He breezed past a scowling Oleander, swung open the door to his room, grabbed his robe out of the closet, and flopped onto the chaise with a book from Charon’s shelf…
From Charon’s…
Yves looked up. Charon was sitting in his chair by the window, brows raised in a rare expression of true surprise.
He was in just an undershirt and sleep pants—he still dressed like an Arkoudai, without the robes and gowns favored by Starians.
Yves’ favorite tattoo was visible over his collarbone.
It was a tattoo of one of the hawks that spread wildfires in the mountains to scare out prey, carrying a flaming branch in its talons.
Yves stared at it for a solid five seconds before he realized why Charon was there.
This wasn’t Yves’ room.
“Sorry,” Yves said, sitting up on Charon’s chaise. “I was, you know, uh.” I forgot where I was and assumed we were still talking. “I’ve been away lately.”

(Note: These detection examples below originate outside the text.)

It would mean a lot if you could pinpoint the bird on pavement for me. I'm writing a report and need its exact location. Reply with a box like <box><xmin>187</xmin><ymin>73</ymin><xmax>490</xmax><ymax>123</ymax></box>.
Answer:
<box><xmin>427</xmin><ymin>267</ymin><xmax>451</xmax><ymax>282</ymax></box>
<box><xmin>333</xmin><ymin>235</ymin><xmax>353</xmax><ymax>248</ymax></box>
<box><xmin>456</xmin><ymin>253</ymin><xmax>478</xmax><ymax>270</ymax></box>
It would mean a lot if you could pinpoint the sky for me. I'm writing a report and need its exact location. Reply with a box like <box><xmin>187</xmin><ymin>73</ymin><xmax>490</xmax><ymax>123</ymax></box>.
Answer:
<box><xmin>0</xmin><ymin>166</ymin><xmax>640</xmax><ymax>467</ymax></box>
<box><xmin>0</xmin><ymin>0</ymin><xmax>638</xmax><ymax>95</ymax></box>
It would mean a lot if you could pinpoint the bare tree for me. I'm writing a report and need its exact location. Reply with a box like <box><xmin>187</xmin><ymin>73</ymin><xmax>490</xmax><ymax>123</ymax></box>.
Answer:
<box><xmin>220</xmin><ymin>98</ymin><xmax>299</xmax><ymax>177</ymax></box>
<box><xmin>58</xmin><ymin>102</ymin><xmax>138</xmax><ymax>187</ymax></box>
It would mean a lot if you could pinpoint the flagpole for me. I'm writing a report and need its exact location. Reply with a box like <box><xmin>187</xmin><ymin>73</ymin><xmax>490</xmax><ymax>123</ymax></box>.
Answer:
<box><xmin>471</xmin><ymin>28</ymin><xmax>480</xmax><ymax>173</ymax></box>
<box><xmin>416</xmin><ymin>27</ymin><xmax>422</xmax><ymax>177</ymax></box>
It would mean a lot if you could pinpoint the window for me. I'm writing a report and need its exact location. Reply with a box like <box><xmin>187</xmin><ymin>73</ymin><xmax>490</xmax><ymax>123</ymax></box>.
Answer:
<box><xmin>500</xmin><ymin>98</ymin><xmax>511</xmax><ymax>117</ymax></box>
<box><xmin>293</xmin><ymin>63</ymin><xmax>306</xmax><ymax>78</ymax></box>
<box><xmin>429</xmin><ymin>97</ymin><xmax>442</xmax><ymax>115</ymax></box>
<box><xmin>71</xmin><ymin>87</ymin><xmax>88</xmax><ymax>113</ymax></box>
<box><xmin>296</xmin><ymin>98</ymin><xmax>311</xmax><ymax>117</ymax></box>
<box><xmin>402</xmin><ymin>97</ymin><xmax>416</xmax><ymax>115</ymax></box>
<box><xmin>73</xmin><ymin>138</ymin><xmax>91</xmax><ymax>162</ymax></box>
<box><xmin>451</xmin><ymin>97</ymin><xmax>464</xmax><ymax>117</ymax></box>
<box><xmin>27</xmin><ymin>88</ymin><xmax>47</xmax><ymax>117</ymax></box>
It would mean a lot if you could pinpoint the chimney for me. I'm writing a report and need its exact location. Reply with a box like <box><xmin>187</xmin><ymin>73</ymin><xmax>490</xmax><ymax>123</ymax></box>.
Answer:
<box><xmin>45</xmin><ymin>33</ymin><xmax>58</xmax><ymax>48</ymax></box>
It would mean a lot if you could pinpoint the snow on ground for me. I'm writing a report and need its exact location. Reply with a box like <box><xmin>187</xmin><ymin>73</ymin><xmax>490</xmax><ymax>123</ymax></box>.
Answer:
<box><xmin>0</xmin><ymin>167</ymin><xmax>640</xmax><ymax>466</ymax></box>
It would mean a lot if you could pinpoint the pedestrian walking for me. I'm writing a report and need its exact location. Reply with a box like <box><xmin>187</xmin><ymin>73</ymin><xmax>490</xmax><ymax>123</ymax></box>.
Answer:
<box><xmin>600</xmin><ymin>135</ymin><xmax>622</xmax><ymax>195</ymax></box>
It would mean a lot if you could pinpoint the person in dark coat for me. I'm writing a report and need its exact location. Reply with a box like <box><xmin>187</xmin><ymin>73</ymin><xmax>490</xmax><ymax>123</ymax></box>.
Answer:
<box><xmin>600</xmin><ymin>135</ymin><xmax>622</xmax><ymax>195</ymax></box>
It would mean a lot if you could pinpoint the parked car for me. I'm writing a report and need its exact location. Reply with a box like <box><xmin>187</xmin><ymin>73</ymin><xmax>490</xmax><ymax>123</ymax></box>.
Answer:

“You have a wedding to plan for,” Charon said, in the still, level voice that meant he was hiding something.
He always spoke like that to his clients, and he hadn’t spoken to Yves in that way since Yves was new to the House of Onyx.
Yves scowled at him, and Charon’s mask slipped enough for a hint of alarm to peek through.
“Yes,” Yves said, “which we haven’t talked about. Just like we haven’t talked about you leaving.”
“I’ve been planning to travel for a while,” Charon said.
“Why now?”
“Why did you decide to have a marriage contest?” Charon asked. “We’ve both been at the House of Onyx long enough. It’s natural to want something new.”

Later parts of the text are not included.